Gli affari nel petrolio e i legami con le compagnie italiane
Non è quindi la politica a legare la famiglia Uss all’Italia. Anzi, sono soprattutto gli affari economici. Se si tralascia il fatto che Alexander Uss è tra i proprietari dell’hotel Don Diego, sulla Costa Dorata, in Sardegna, quando si parla di affari, in Russia, il riferimento è soprattutto a quelli nel campo delle materie prime. E qui gli Uss fanno la parte dei padroni: Artem Uss non è solo azionista di maggioranza della Sibugol llc, una società che estrae e vende carbone grazie soprattutto a commesse pubbliche, ma detiene anche parti di altre aziende e del programma Vostok Oil. Si tratta, come scrive Repubblica, del più grande progetto di sviluppo petrolifero del mondo, con un valore da circa mille miliardi di dollari. E a inventarlo sono stati proprio il padre dell’uomo fuggito alla giustizia italiana e il Ceo di Rosneft, Igor Sechin, uno degli uomini più vicini a Vladimir Putin.

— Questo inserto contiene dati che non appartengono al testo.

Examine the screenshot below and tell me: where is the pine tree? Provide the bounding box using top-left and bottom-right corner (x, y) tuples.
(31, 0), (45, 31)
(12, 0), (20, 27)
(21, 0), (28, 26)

Vostok Oil è anche il vero anello di congiunzione tra la famiglia di oligarchi e l’Italia. Prima dell’invasione dell’Ucraina, tutte le grandi aziende nostrane hanno cercato di mettere le mani sul progetto russo. Fu il direttore generale per la promozione del Sistema Paese del ministero degli Esteri, l’ambasciatore Enzo Angeloni, che nel 2020 prospettava “importanti ricadute per numerose imprese del nostro Paese. Vostok Oil prevede la costruzione di 15 città industriali, due aeroporti, un porto, 5.500 chilometri di strade e ponti”. Putin in persona ne parlò con gli imprenditori della Camera di commercio italo-russa, con la milanese Maire Tecnimont che veniva indicata come vincitrice della commessa da 1,1 miliardi per la costruzione di una raffineria. Tutti affari che sarebbero stati vagliati proprio da Alexander Uss che avrebbe dovuto incontrare personalmente rappresentanti di compagnie come Eni, Danieli e Saipem. Ma secondo il quotidiano fondato da Eugenio Scalfari, il principale artefice della presenza italiana in Vostok Oil è sempre stato Antonio Fallico, compagno di classe di Marcello Dell’Utri, uomo di Fininvest in Russia dalla fine degli anni Ottanta e il banchiere che può essere considerato il punto di collegamento tra le aziende italiane e la Federazione. Fallico è soprattutto l’uomo delle fortune di Banca Intesa a Mosca. I rapporti tra l’istituto italiano e Rosneft sono radicati: “Nel 2016 – scrive Repubblica – ha partecipato alla privatizzazione del colosso energetico russo e l’anno dopo ha guidato un pool di banche che ha finanziato con 5,2 miliardi di euro l’acquisto del 19,5% delle quote. Un’operazione così importante per il Cremlino da avere convinto Putin a consegnare onorificenze di Stato ai vertici dell’istituto”.